Licence Appeal Tribunal File Number: 22-013882/AABS
In the matter of an application pursuant to subsection 280(2) of the Insurance Act, RSO 1990, c I.8, in relation to statutory accident benefits.
Between:
Franklyn Evans
Applicant
and
Aviva Insurance Company of Canada
Respondent
DECISION
ADJUDICATOR:
Christopher Yan
APPEARANCES:
For the Applicant:
Dean Trinetti, Counsel
For the Respondent:
Tresa Zacharia, Counsel
HEARD:
By way of written submissions
OVERVIEW
1Franklyn Evans, the applicant, was involved in an automobile accident on August 10, 2018, and sought benefits pursuant to the Statutory Accident Benefits Schedule - Effective September 1, 2010 (including amendments effective June 1, 2016) (the “Schedule”). The applicant was denied benefits by the respondent, Aviva Insurance Company of Canada, and applied to the Licence Appeal Tribunal - Automobile Accident Benefits Service (the “Tribunal”) for resolution of the dispute.
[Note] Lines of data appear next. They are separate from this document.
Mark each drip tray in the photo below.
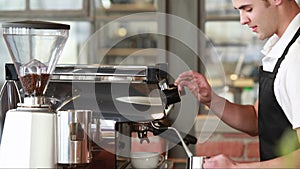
[125,160,174,169]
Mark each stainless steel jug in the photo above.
[57,110,92,165]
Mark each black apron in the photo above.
[258,28,300,161]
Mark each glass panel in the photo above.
[205,21,263,77]
[205,21,265,104]
[58,22,92,64]
[205,0,238,16]
[30,0,83,10]
[0,0,26,11]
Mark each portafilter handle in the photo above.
[187,156,205,169]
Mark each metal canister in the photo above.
[57,110,92,165]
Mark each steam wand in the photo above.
[151,122,205,169]
[151,122,193,158]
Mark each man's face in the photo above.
[232,0,278,40]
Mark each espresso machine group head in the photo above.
[0,21,70,168]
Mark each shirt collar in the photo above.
[261,14,300,58]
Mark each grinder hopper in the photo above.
[2,21,70,107]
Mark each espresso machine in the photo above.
[46,64,197,168]
[0,21,70,168]
[0,21,197,169]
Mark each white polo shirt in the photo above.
[262,14,300,129]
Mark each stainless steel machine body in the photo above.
[1,64,186,168]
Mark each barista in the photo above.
[175,0,300,168]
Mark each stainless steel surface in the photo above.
[57,110,92,164]
[0,80,21,143]
[125,160,175,169]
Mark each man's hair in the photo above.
[262,0,271,7]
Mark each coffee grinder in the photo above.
[0,21,70,168]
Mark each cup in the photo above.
[130,152,164,169]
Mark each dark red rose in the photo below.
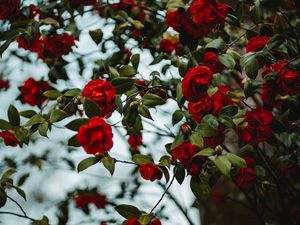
[172,142,200,166]
[182,66,213,102]
[263,60,300,95]
[0,79,9,90]
[140,163,162,181]
[0,0,20,20]
[237,107,273,145]
[149,219,162,225]
[0,131,20,147]
[190,0,228,29]
[42,33,76,59]
[202,52,226,73]
[160,38,176,53]
[188,85,233,123]
[233,157,256,189]
[128,134,143,150]
[82,79,116,117]
[77,116,113,154]
[124,217,142,225]
[21,78,51,106]
[246,36,271,52]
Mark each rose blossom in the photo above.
[77,116,113,154]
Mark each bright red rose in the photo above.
[246,36,271,52]
[237,107,273,145]
[140,163,162,181]
[128,134,143,149]
[149,219,161,225]
[188,85,233,123]
[172,142,200,166]
[0,131,20,147]
[0,0,20,20]
[160,38,176,53]
[21,78,51,106]
[190,0,228,29]
[124,217,142,225]
[43,33,76,59]
[263,60,300,95]
[0,79,9,90]
[233,157,256,189]
[202,52,226,73]
[77,116,113,154]
[82,79,116,117]
[182,66,213,102]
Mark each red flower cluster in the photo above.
[75,193,107,209]
[21,78,51,106]
[182,66,213,102]
[0,131,20,147]
[172,142,206,176]
[0,79,9,90]
[124,217,161,225]
[82,79,116,117]
[166,0,228,38]
[233,157,256,189]
[246,36,271,52]
[202,52,226,73]
[140,163,162,181]
[0,0,20,20]
[188,85,233,123]
[238,107,273,145]
[77,116,113,154]
[17,33,75,61]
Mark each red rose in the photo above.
[182,66,213,102]
[233,157,256,189]
[140,163,162,181]
[21,78,51,106]
[0,131,20,147]
[160,38,176,53]
[172,142,200,166]
[42,33,75,59]
[77,116,113,154]
[237,107,273,145]
[188,85,233,123]
[0,0,20,20]
[246,36,270,52]
[0,79,9,90]
[128,134,143,150]
[202,52,226,73]
[82,79,116,117]
[149,219,161,225]
[190,0,228,29]
[124,217,142,225]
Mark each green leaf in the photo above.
[130,54,140,70]
[50,109,68,123]
[132,154,153,164]
[120,65,136,77]
[83,98,101,118]
[115,204,142,219]
[205,38,226,51]
[65,118,90,131]
[111,77,135,94]
[189,132,204,148]
[7,105,20,126]
[89,29,103,45]
[226,153,247,168]
[215,155,231,177]
[219,54,235,69]
[77,157,100,173]
[142,93,166,108]
[101,156,116,175]
[43,90,63,100]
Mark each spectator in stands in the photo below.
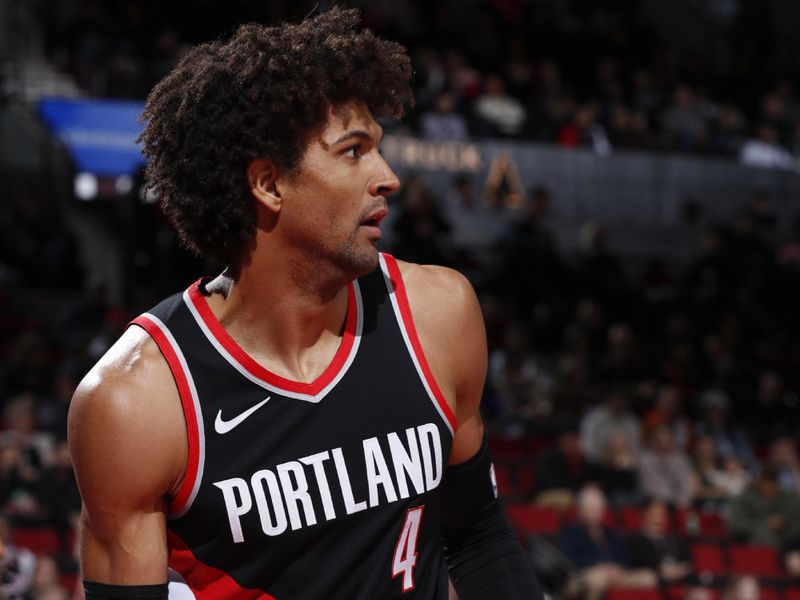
[559,485,656,600]
[496,186,565,309]
[392,186,451,265]
[31,555,68,600]
[489,323,552,433]
[625,499,692,583]
[589,431,639,508]
[533,428,587,510]
[639,425,693,508]
[739,123,797,169]
[0,439,46,524]
[0,517,36,600]
[580,389,640,462]
[475,74,526,136]
[727,466,800,547]
[574,222,643,322]
[722,575,761,600]
[661,83,708,151]
[558,103,611,156]
[422,92,469,142]
[445,175,479,212]
[768,436,800,494]
[0,393,53,470]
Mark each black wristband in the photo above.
[83,579,169,600]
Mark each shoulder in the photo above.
[70,327,177,438]
[68,327,185,502]
[397,260,482,330]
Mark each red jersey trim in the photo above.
[381,253,458,434]
[184,280,363,397]
[131,313,205,517]
[167,529,275,600]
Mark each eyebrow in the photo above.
[333,129,383,145]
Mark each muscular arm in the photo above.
[68,327,187,586]
[400,263,542,600]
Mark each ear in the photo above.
[247,158,282,213]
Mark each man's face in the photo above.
[279,102,400,277]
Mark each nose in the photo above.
[369,154,400,196]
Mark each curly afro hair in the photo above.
[140,7,412,264]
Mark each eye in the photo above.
[343,144,361,158]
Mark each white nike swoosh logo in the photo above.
[214,396,271,434]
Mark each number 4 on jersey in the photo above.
[392,505,425,592]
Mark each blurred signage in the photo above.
[39,98,144,177]
[382,135,484,173]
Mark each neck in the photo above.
[207,234,352,382]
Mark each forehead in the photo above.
[315,100,383,145]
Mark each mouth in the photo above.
[361,207,389,227]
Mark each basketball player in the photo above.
[69,9,541,600]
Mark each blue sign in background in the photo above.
[39,98,144,176]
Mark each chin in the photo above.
[337,244,378,279]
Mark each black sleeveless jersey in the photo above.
[133,255,455,600]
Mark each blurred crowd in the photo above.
[0,0,800,600]
[34,0,800,169]
[394,182,800,600]
[0,164,800,598]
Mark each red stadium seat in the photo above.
[606,588,661,600]
[619,506,642,533]
[506,504,560,535]
[730,544,783,578]
[563,505,617,527]
[664,584,722,600]
[516,465,536,496]
[11,527,61,554]
[760,585,781,600]
[489,437,526,461]
[494,464,515,496]
[692,543,728,578]
[61,573,79,594]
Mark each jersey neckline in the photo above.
[183,279,364,402]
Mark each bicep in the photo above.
[400,263,488,464]
[69,344,184,585]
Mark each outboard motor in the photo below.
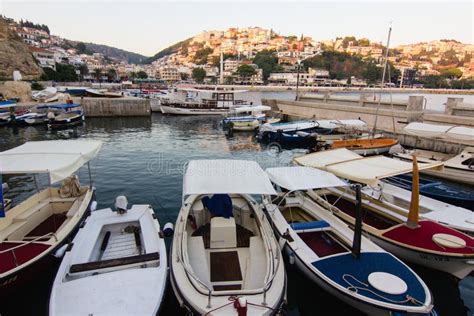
[115,195,128,215]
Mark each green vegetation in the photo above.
[236,64,257,79]
[41,64,78,82]
[192,68,206,83]
[144,38,191,64]
[253,49,283,80]
[18,20,50,34]
[193,47,213,65]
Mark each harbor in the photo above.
[0,110,474,315]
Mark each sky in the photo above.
[0,0,474,56]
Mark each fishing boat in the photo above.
[362,178,474,236]
[295,148,474,279]
[0,141,102,295]
[384,174,474,211]
[160,88,251,115]
[48,103,85,129]
[330,137,398,156]
[264,167,433,315]
[392,147,474,186]
[222,105,271,131]
[49,196,168,315]
[170,160,286,315]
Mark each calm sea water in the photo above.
[0,114,474,315]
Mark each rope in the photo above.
[342,274,424,306]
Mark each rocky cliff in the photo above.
[0,18,42,80]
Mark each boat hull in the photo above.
[0,192,95,297]
[371,234,474,279]
[160,105,229,115]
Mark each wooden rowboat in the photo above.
[331,138,398,156]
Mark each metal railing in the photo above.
[0,233,58,268]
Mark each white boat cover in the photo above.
[265,167,346,191]
[404,122,474,140]
[0,140,102,183]
[183,159,276,196]
[294,148,443,186]
[232,105,272,113]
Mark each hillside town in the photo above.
[4,19,474,87]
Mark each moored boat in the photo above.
[170,160,286,315]
[0,141,101,295]
[264,167,433,315]
[49,196,168,315]
[295,149,474,279]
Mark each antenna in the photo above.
[372,21,393,136]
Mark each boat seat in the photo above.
[188,236,211,286]
[13,199,49,221]
[209,216,237,249]
[0,220,27,241]
[290,221,330,233]
[243,236,267,290]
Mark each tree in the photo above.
[236,64,257,79]
[94,68,102,81]
[192,68,206,83]
[107,68,117,81]
[137,70,148,79]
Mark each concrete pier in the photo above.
[73,97,151,117]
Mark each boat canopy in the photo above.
[265,166,347,191]
[183,159,277,197]
[404,122,474,140]
[294,148,443,186]
[232,105,272,113]
[0,140,102,183]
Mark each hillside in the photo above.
[0,18,42,80]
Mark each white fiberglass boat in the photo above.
[49,196,167,315]
[264,167,433,315]
[170,160,286,315]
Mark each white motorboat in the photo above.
[362,181,474,236]
[264,167,433,315]
[295,149,474,279]
[170,160,286,315]
[49,196,168,315]
[0,140,102,294]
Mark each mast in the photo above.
[373,23,392,135]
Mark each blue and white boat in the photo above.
[264,167,434,315]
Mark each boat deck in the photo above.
[192,223,254,249]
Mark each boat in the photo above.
[294,148,474,279]
[31,87,59,102]
[392,147,474,186]
[48,103,85,129]
[257,120,367,147]
[170,160,286,315]
[264,167,433,315]
[403,122,474,145]
[362,175,474,236]
[222,105,271,131]
[49,196,168,315]
[384,174,474,211]
[160,88,252,115]
[0,140,102,295]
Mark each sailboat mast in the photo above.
[373,25,392,134]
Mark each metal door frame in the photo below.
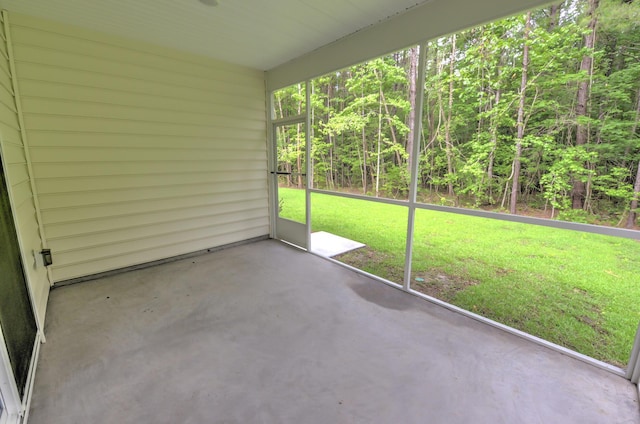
[267,81,311,250]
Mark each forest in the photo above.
[273,0,640,229]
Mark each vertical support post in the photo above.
[304,80,313,251]
[625,324,640,384]
[2,10,53,285]
[266,91,278,239]
[402,41,427,291]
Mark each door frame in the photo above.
[0,322,22,424]
[0,142,45,424]
[267,81,313,250]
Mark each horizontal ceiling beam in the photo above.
[267,0,550,91]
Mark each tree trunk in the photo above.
[571,0,600,209]
[626,89,640,228]
[509,12,531,214]
[407,46,422,174]
[444,34,456,196]
[487,51,503,205]
[549,3,562,32]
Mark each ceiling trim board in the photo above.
[267,0,552,91]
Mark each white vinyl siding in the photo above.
[0,10,50,329]
[10,14,269,281]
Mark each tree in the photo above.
[509,12,531,214]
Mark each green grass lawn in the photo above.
[280,188,640,366]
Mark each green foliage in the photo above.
[274,0,640,223]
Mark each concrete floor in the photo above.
[29,241,640,424]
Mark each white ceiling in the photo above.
[0,0,430,70]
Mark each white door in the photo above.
[271,118,309,249]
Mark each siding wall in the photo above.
[0,11,50,329]
[7,14,269,281]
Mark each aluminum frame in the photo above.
[269,34,640,376]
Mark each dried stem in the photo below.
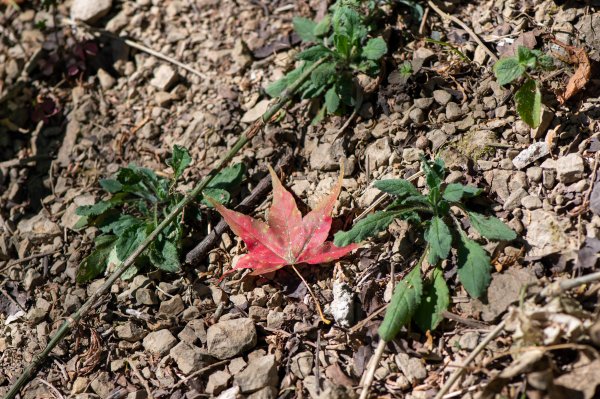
[4,58,327,399]
[291,265,331,324]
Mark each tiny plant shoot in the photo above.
[494,46,554,128]
[267,1,387,120]
[75,145,244,283]
[209,167,358,324]
[334,159,516,341]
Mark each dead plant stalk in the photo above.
[4,58,327,399]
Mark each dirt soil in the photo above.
[0,0,600,399]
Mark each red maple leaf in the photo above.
[210,166,358,275]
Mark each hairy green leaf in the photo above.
[75,201,115,216]
[310,62,336,87]
[325,86,340,114]
[468,212,517,241]
[296,44,331,62]
[292,17,317,42]
[442,183,483,202]
[515,79,542,129]
[75,235,117,284]
[100,179,123,194]
[425,216,452,265]
[379,266,423,342]
[458,232,491,298]
[494,57,526,85]
[414,267,450,331]
[517,46,537,68]
[313,14,331,36]
[362,37,387,61]
[333,211,400,247]
[167,144,192,180]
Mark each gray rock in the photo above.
[290,352,315,380]
[150,64,179,91]
[415,98,433,109]
[158,295,185,316]
[331,281,354,327]
[233,355,278,393]
[446,102,463,121]
[503,188,529,211]
[365,137,392,170]
[115,321,146,342]
[97,68,115,90]
[521,195,542,210]
[402,147,424,163]
[90,372,115,398]
[394,353,427,382]
[206,319,257,360]
[556,154,584,184]
[206,370,231,395]
[71,0,112,23]
[169,342,215,374]
[310,143,340,171]
[433,90,452,105]
[247,387,277,399]
[525,209,573,256]
[143,329,177,356]
[512,141,550,169]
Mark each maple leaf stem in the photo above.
[290,265,331,324]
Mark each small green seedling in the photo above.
[266,2,387,120]
[494,46,554,128]
[75,145,245,283]
[334,159,516,341]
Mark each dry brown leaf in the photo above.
[554,40,592,104]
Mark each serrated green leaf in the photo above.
[100,179,123,194]
[333,211,399,247]
[379,266,423,342]
[167,145,192,180]
[458,236,491,298]
[75,235,117,284]
[515,79,542,129]
[362,37,387,61]
[425,216,452,265]
[292,17,317,42]
[310,62,336,87]
[313,14,331,36]
[414,267,450,332]
[325,86,340,114]
[115,225,146,261]
[468,212,517,241]
[442,183,483,202]
[373,179,421,198]
[296,44,331,62]
[494,57,526,85]
[208,163,246,189]
[202,188,231,208]
[75,201,115,216]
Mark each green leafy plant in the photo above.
[75,145,245,283]
[334,159,516,332]
[266,1,387,119]
[494,46,554,128]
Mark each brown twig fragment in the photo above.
[427,0,498,61]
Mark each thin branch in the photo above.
[291,265,331,324]
[63,18,209,80]
[4,57,328,399]
[427,0,498,61]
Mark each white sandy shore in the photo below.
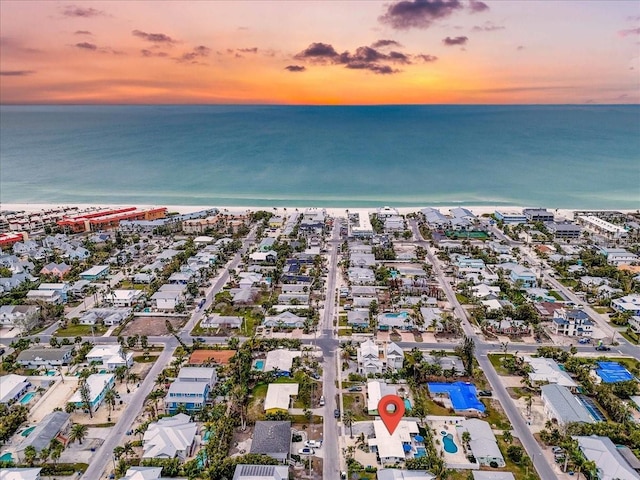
[1,203,592,220]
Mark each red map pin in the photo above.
[378,395,404,435]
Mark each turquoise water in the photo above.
[0,105,640,209]
[442,433,458,453]
[0,452,13,462]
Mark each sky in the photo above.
[0,0,640,105]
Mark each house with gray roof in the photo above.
[540,383,594,425]
[232,464,289,480]
[16,411,71,462]
[573,435,640,480]
[249,421,291,463]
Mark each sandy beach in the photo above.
[1,203,584,220]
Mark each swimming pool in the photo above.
[442,433,458,453]
[20,392,36,405]
[0,452,13,462]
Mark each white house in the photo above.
[142,413,198,461]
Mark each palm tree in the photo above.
[69,423,89,445]
[342,410,355,438]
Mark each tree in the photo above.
[69,423,89,445]
[80,380,93,418]
[342,410,356,438]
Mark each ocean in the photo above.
[0,105,640,209]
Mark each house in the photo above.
[68,373,115,412]
[176,367,218,387]
[611,293,640,315]
[551,308,593,337]
[16,345,73,368]
[107,290,144,307]
[347,309,369,328]
[0,467,42,480]
[87,343,133,370]
[368,419,420,465]
[456,418,506,467]
[262,312,307,328]
[164,380,211,414]
[16,411,71,462]
[264,383,298,413]
[524,357,578,388]
[200,313,244,328]
[0,305,40,332]
[378,312,413,331]
[80,265,109,282]
[232,464,289,480]
[386,342,404,371]
[249,421,291,463]
[540,383,593,425]
[367,380,396,415]
[573,435,640,480]
[357,340,384,375]
[40,262,71,279]
[142,413,198,461]
[0,373,31,405]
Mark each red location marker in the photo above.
[378,395,404,435]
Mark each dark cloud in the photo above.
[371,40,402,48]
[176,45,211,63]
[469,0,489,13]
[442,37,469,47]
[416,53,438,63]
[618,27,640,37]
[378,0,463,30]
[62,5,104,18]
[131,30,176,45]
[472,22,505,32]
[284,65,307,72]
[75,42,98,50]
[0,70,36,77]
[294,42,339,62]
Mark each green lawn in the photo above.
[489,353,513,375]
[54,325,107,337]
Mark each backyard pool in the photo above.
[0,452,13,462]
[442,433,458,453]
[20,392,36,405]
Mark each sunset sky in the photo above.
[0,0,640,105]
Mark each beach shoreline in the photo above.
[0,203,634,220]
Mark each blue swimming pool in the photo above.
[442,433,458,453]
[20,392,36,405]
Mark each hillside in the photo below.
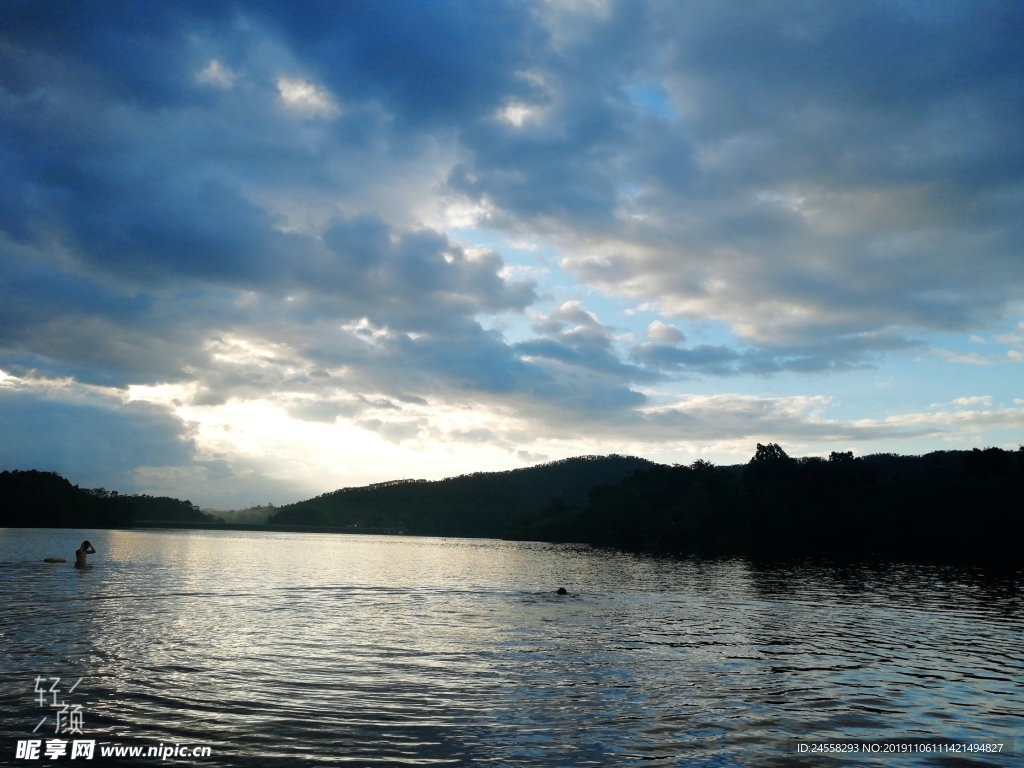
[508,443,1024,563]
[268,455,656,537]
[0,469,217,528]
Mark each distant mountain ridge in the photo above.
[267,454,657,538]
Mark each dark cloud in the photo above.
[0,2,1024,499]
[0,388,196,490]
[450,3,1024,344]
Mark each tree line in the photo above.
[0,469,217,528]
[507,443,1024,562]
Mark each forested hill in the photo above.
[0,469,216,528]
[268,456,656,537]
[508,443,1024,564]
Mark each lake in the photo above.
[0,528,1024,766]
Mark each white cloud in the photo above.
[952,394,992,407]
[278,77,341,117]
[936,349,992,366]
[196,58,234,88]
[644,321,686,344]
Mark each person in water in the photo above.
[75,539,96,568]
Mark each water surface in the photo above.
[0,529,1024,766]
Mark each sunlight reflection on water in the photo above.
[0,529,1024,766]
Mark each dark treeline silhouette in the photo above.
[0,469,216,528]
[268,455,657,538]
[507,443,1024,562]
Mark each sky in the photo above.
[0,0,1024,509]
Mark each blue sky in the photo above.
[0,0,1024,508]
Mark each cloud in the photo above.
[0,2,1024,501]
[936,349,992,366]
[278,77,341,117]
[196,58,234,88]
[0,376,196,492]
[449,3,1024,355]
[952,394,992,407]
[644,321,686,344]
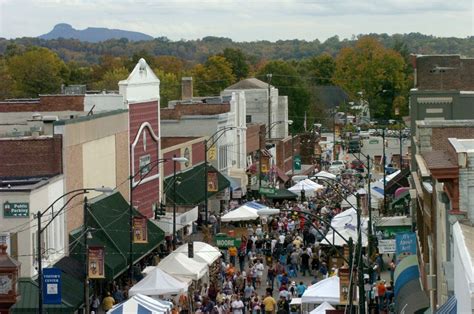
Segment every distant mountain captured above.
[38,23,153,43]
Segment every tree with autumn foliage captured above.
[333,36,407,118]
[192,56,236,96]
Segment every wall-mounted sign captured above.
[207,171,219,192]
[3,202,30,218]
[43,268,61,304]
[87,246,105,279]
[133,217,148,243]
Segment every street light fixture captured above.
[36,186,113,313]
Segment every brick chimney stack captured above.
[181,77,193,100]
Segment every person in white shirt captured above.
[231,295,244,314]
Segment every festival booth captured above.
[301,276,340,312]
[288,179,324,197]
[321,208,369,247]
[128,267,189,297]
[107,294,173,314]
[309,302,335,314]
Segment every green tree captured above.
[92,67,129,90]
[153,69,181,107]
[0,58,15,100]
[257,60,313,132]
[221,48,250,81]
[192,56,235,96]
[7,47,68,97]
[333,37,407,118]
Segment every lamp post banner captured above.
[43,268,61,304]
[133,217,148,243]
[87,246,105,279]
[207,171,219,192]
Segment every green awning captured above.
[11,272,84,314]
[164,164,230,206]
[265,189,298,200]
[70,192,164,280]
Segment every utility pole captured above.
[84,196,89,313]
[267,73,272,139]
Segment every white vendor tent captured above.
[301,276,340,305]
[107,294,173,314]
[129,267,188,296]
[309,302,335,314]
[175,241,221,266]
[314,170,337,180]
[288,179,324,196]
[321,208,368,247]
[157,252,209,280]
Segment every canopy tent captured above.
[341,194,357,208]
[107,294,173,314]
[301,276,340,305]
[129,267,188,296]
[157,252,209,280]
[321,208,368,247]
[175,241,221,266]
[314,170,337,180]
[309,302,335,314]
[288,179,324,196]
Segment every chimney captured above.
[181,77,193,100]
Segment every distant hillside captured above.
[0,31,474,64]
[38,23,153,43]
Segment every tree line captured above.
[0,36,412,131]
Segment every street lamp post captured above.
[36,187,113,314]
[204,126,238,226]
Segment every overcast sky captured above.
[0,0,474,41]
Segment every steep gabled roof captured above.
[226,77,273,89]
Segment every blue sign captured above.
[395,232,416,264]
[43,268,61,304]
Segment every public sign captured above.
[43,268,61,304]
[258,186,276,195]
[133,217,148,243]
[216,234,241,249]
[207,171,218,192]
[3,202,30,218]
[395,232,416,264]
[87,246,105,279]
[378,239,395,254]
[293,155,301,170]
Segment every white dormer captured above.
[119,58,160,104]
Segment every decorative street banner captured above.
[207,171,218,192]
[395,232,416,264]
[377,239,395,254]
[133,217,148,243]
[3,202,30,218]
[338,268,350,305]
[87,246,105,279]
[293,155,301,170]
[43,268,61,304]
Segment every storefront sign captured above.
[259,186,275,195]
[378,239,395,254]
[133,217,148,243]
[395,232,416,264]
[216,234,241,249]
[87,246,105,279]
[207,171,219,192]
[43,268,61,304]
[3,202,30,218]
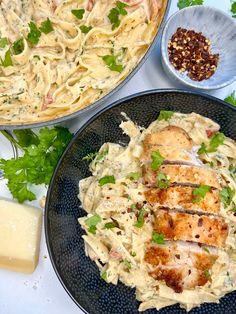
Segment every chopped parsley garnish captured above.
[123,259,132,269]
[104,222,116,229]
[192,185,211,203]
[84,214,102,234]
[27,21,41,45]
[151,150,165,171]
[220,187,235,208]
[98,176,116,186]
[39,18,53,34]
[101,271,107,281]
[198,132,225,155]
[152,232,165,244]
[134,208,146,228]
[177,0,203,10]
[231,1,236,18]
[157,110,174,121]
[108,1,127,30]
[12,38,25,55]
[0,37,8,48]
[71,9,85,20]
[0,127,72,203]
[202,247,210,254]
[224,90,236,106]
[126,172,141,181]
[79,25,92,34]
[157,172,170,189]
[102,55,124,73]
[1,49,13,68]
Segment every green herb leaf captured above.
[1,49,13,68]
[134,208,146,228]
[104,222,116,229]
[123,259,132,269]
[157,172,170,189]
[151,150,165,171]
[12,38,25,55]
[0,37,8,48]
[108,1,127,30]
[27,21,41,45]
[71,9,85,20]
[0,127,72,203]
[224,91,236,106]
[39,18,53,34]
[126,172,141,181]
[152,232,165,244]
[157,110,174,121]
[102,55,124,73]
[192,185,211,203]
[220,187,235,208]
[98,176,116,186]
[84,214,102,234]
[177,0,203,10]
[79,25,92,34]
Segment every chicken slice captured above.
[144,165,220,189]
[144,186,220,214]
[145,241,218,293]
[154,209,228,247]
[143,125,193,151]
2The applicant provided submissions in support of his position, and the respondent provided responding submissions. However, I did not receive any reply submissions from the applicant.
ISSUES
3The issues in dispute are:
i. Are the applicant’s injuries predominantly minor and therefore subject to treatment within the $3,500.00 limit and in the Minor Injury Guideline (“MIG”)?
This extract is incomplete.